Re: [RFC] simple_lmk: Introduce Simple Low Memory Killer for Android

From: Suren Baghdasaryan
Date: Tue May 07 2019 - 16:03:07 EST

From: Sultan Alsawaf <sultan@xxxxxxxxxxxxxxx>
Date: Tue, May 7, 2019 at 9:53 AM
To: Suren Baghdasaryan
Cc: Christian Brauner, Greg Kroah-Hartman, open list:ANDROID DRIVERS,
Daniel Colascione, Todd Kjos, Kees Cook, Peter Zijlstra, Martijn
Coenen, LKML, Tim Murray, Michal Hocko, linux-mm, Arve HjÃnnevÃg, Ingo
Molnar, Steven Rostedt, Oleg Nesterov, Joel Fernandes, Andy
Lutomirski, kernel-team

> On Tue, May 07, 2019 at 09:28:47AM -0700, Suren Baghdasaryan wrote:
> > Hi Sultan,
> > Looks like you are posting this patch for devices that do not use
> > userspace LMKD solution due to them using older kernels or due to
> > their vendors sticking to in-kernel solution. If so, I see couple
> > logistical issues with this patch. I don't see it being adopted in
> > upstream kernel 5.x since it re-implements a deprecated mechanism even
> > though vendors still use it. Vendors on the other hand, will not adopt
> > it until you show evidence that it works way better than what
> > lowmemorykilled driver does now. You would have to provide measurable
> > data and explain your tests before they would consider spending time
> > on this.
> Yes, this is mostly for the devices already produced that are forced to suffer
> with poor memory management. I can't even convince vendors to fix kernel
> memory leaks, so there's no way I'd be able to convince them of trying this
> patch, especially since it seems like you're having trouble convincing vendors
> to stop using lowmemorykiller in the first place. And thankfully, convincing
> vendors isn't my job :)
> > On the implementation side I'm not convinced at all that this would
> > work better on all devices and in all circumstances. We had cases when
> > a new mechanism would show very good results until one usecase
> > completely broke it. Bulk killing of processes that you are doing in
> > your patch was a very good example of such a decision which later on
> > we had to rethink. That's why baking these policies into kernel is
> > very problematic. Another problem I see with the implementation that
> > it ties process killing with the reclaim scan depth. It's very similar
> > to how vmpressure works and vmpressure in my experience is very
> > unpredictable.
> Could you elaborate a bit on why bulk killing isn't good?

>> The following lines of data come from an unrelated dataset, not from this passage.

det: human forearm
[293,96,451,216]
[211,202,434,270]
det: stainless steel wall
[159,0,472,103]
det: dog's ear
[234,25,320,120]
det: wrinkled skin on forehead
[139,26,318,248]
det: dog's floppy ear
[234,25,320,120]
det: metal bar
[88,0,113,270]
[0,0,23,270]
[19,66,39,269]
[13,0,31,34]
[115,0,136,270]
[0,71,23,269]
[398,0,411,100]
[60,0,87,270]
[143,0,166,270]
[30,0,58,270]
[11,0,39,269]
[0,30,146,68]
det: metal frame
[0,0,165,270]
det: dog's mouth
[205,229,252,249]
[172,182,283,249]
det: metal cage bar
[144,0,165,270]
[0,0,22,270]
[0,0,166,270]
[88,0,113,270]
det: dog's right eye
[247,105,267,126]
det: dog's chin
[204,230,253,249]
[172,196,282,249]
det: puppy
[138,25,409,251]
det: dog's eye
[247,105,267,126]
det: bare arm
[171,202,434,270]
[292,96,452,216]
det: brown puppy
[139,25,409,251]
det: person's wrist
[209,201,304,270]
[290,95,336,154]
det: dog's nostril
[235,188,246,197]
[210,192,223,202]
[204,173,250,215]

Yes. Several months ago we got reports that LMKD got very aggressive
killing more processes in situations which did not require that many
kills to recover from memory pressure. After investigation we tracked
it to the bulk killing which would kill too many processes during a
memory usage spike. When killing gradually the kills would be avoided,
so we had to get back to a more balanced approach. The conceptual
issue with bulk killing is that you can't cancel it when device
recovers quicker than you expected.

> > > > I linked in the previous message, Google made a rather large set of
> > > > modifications to the supposedly-defunct lowmemorykiller.c not one month ago.
> > > > What's going on?
> >
> > If you look into that commit, it adds ability to report kill stats. If
> > that was a change in how that driver works it would be rejected.
> Fair, though it was quite strange seeing something that was supposedly totally
> abandoned receiving a large chunk of code for reporting stats.
> Thanks,
> Sultan